Cinco poemas de Fabrício Brandão







entreatos

 

mordisco a ira

como quem colhe

às cegas

a primeira flor

 

durante o salto

guardei de ti

esse gosto passado

duma pequena espera

 

fazes-me falta

agora que esqueci

de mirar o mar

e iludir o eterno

 





pretensão

 

dizer-se poeta

é bolinar as partes mais íntimas

da falta de bom senso

do tino que abandona o tonto

lá nas alturas sem fim

 

achar-se pronto

é beijo de língua no cinismo

 

pois onde reina a tal fantasia

alguém esqueceu de deixar o mapa

com a receita do sucesso







 





Ode à Estamira

 

Para Estamira, nobre catadora de sonhos

 

uma certa cara rajada

e eu cato verbos no monturo

para limpar as falsas purezas

 

abraço a companhia dos invisíveis

pois eles justificam a minha intensa vontade

de não entender o solo que esmago

 

a boca tritura a razão que inventei

quando sei berrar ao divino

minha sã doutrina

 

fui apedrejada pelos restos do cometa esperado

mas, mesmo assim,

sei amansar águas com os olhos

 





Anunciação

 

vede

pelo adiantado da hora

pássaros já dormem

 

indiferentes aos tais

lamentos mundanos

 

o que resta mesmo

no olho cego das coisas

é uma noite sem purezas

 

um tempo de cio

gotejamento que arranha

 

pedra de corte

rasgos no silêncio

frases mal ditas











Sonora

 

Para Ildásio Tavares

 

Existem canções

A vida nunca mais acabará depois delas

Como num sopro as lembranças

Giram no apertado do vazio

 

Redime, escutar murmúrios

Esquecidos em meros artifícios

 

Viver em constante dúvida

Sem enfraquecer

Nem levar o acaso a sério

 

Quando a porta fechar

Que o canto fique impresso









Fabrício Brandão é baiano e editor da Revista Cultural Diversos Afins.

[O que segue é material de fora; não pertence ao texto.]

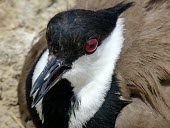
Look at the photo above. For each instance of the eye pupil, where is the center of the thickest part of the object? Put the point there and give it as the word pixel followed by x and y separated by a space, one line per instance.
pixel 91 45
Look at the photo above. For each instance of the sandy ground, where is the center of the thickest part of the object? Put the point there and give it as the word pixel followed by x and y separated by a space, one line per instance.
pixel 20 22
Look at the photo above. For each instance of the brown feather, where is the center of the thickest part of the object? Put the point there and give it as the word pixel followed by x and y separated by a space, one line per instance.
pixel 143 68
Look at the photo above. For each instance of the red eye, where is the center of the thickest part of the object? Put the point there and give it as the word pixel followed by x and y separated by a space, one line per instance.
pixel 91 45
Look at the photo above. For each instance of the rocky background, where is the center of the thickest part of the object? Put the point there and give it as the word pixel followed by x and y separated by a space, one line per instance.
pixel 20 23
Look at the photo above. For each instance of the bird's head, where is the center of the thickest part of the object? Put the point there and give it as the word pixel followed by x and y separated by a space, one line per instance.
pixel 82 46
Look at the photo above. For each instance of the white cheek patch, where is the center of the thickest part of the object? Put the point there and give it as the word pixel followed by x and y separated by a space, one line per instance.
pixel 91 76
pixel 38 69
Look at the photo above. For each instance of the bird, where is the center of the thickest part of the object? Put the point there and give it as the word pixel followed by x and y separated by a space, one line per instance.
pixel 83 75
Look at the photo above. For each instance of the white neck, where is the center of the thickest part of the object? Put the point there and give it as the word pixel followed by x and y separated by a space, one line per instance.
pixel 91 76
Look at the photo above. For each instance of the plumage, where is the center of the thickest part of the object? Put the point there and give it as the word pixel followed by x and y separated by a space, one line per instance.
pixel 142 70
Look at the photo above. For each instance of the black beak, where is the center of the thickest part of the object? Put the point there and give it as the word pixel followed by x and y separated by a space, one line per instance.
pixel 50 75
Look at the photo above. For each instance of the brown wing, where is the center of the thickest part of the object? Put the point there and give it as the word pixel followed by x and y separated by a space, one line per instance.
pixel 30 59
pixel 144 66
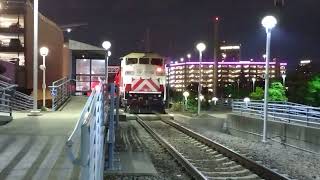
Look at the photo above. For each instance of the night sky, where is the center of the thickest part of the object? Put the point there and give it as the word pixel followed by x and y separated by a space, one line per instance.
pixel 176 25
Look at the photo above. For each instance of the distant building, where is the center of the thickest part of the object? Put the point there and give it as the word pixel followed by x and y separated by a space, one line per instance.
pixel 230 53
pixel 16 44
pixel 181 75
pixel 306 69
pixel 88 65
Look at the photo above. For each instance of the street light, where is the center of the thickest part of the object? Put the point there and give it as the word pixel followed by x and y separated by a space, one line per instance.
pixel 253 83
pixel 268 22
pixel 186 94
pixel 107 45
pixel 200 47
pixel 44 52
pixel 246 100
pixel 35 111
pixel 189 57
pixel 69 30
pixel 284 76
pixel 215 100
pixel 201 97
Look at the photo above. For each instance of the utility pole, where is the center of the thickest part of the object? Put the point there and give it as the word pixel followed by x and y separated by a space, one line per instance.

Formou-se em Comunicação Social pela Universidade Federal do Espírito Santo, tempo que viveu em Vitória e lá pôde trabalhar no projeto de exibição de filmes brasileiros Cinema BR em Movimento. É autor de versos e prosas publicados em livros, sites e revistas. Mestre em Letras: Linguagens e Representações pela Universidade Estadual de Santa Cruz, sediada em Ilhéus, na Bahia, onde atualmente cursa o doutorado pelo mesmo programa.